Corresponding study was performed with full detector simulation for the International Large Detector (ILD) concept at the International Linear Collider (ILC), for a centre-of-mass energy of 500 GeV. In the effective field theory (EFT) approach scales of up to 3 TeV can be tested for different operator types and DM masses almost up to half the collision energy. The sensitivity benefits from the polarised beams, which can reduce the main SM background from neutrino pair production substantially. Systematic uncertainties are also significantly reduced when combining data with different polarisation configurations.
Similar study was performed to investigate potential for detecting DM at the Compact Linear Collider (CLIC) running at 3 TeV. When considering the ratio of the mono-photon energy distributions for left-handed and right-handed polarised electron beams, most systematic uncertainties cancel out, resulting in the best limits on the DM pair-production cross section.

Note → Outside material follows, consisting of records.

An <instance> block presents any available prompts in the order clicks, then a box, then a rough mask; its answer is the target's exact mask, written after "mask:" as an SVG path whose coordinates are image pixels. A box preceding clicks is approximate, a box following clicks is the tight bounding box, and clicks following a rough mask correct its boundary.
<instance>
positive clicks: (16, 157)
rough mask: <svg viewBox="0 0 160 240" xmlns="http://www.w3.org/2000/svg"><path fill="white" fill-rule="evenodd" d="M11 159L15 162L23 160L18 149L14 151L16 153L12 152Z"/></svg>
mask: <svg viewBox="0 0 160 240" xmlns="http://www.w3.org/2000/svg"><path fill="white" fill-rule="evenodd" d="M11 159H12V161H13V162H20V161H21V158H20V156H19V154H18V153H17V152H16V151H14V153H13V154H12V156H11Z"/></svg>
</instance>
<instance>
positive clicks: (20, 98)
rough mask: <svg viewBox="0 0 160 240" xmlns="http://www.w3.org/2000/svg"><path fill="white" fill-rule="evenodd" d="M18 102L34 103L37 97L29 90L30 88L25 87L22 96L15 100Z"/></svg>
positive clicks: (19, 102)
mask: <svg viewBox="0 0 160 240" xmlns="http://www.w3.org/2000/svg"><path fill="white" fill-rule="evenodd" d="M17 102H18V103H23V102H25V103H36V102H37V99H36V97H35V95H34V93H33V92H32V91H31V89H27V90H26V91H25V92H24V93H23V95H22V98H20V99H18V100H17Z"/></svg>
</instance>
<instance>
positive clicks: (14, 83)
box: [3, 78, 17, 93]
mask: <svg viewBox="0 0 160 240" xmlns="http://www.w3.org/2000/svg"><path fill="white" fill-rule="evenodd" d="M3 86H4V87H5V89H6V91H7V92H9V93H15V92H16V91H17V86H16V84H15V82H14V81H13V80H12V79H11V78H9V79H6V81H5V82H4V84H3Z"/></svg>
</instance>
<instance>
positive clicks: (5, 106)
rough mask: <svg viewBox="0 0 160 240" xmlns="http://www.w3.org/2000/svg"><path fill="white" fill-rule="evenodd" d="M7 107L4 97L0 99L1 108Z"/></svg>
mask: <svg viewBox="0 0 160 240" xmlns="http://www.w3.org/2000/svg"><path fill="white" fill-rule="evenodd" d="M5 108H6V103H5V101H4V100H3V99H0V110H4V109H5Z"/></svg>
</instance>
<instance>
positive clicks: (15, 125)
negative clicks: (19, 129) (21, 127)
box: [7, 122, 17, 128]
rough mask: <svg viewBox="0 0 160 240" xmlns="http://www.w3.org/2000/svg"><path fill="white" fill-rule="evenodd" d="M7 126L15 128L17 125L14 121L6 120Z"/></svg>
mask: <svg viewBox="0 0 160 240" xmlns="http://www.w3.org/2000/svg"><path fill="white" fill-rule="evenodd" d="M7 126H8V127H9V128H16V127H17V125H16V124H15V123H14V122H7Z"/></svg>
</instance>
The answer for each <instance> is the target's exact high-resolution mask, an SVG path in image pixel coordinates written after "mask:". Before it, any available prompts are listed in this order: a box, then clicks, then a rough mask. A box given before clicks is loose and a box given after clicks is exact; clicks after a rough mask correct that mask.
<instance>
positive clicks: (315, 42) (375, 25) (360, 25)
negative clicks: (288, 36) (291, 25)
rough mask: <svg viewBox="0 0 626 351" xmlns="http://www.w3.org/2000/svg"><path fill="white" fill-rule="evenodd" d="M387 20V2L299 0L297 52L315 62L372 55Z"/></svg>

These limits can be then translated, using simplified DM models, into exclusion limits for DM and mediator
masses for fixed values of the mediator couplings to SM and DM particles.
Finally, pair-production of DM particles at the ILC and CLIC was also studied for scenarios with small mediator masses and small mediator couplings to the SM particles. Limits on the production cross section can be extracted from the two-dimensional distributions of the reconstructed mono-photon events. Limits on the mediator coupling to electrons are presented for a wide range of mediator masses and widths. For mediator masses up to the centre-of-mass energy of the collider,
limits expected from the mono-photon analysis are more stringent than the limits from direct resonance search in SM decay channels.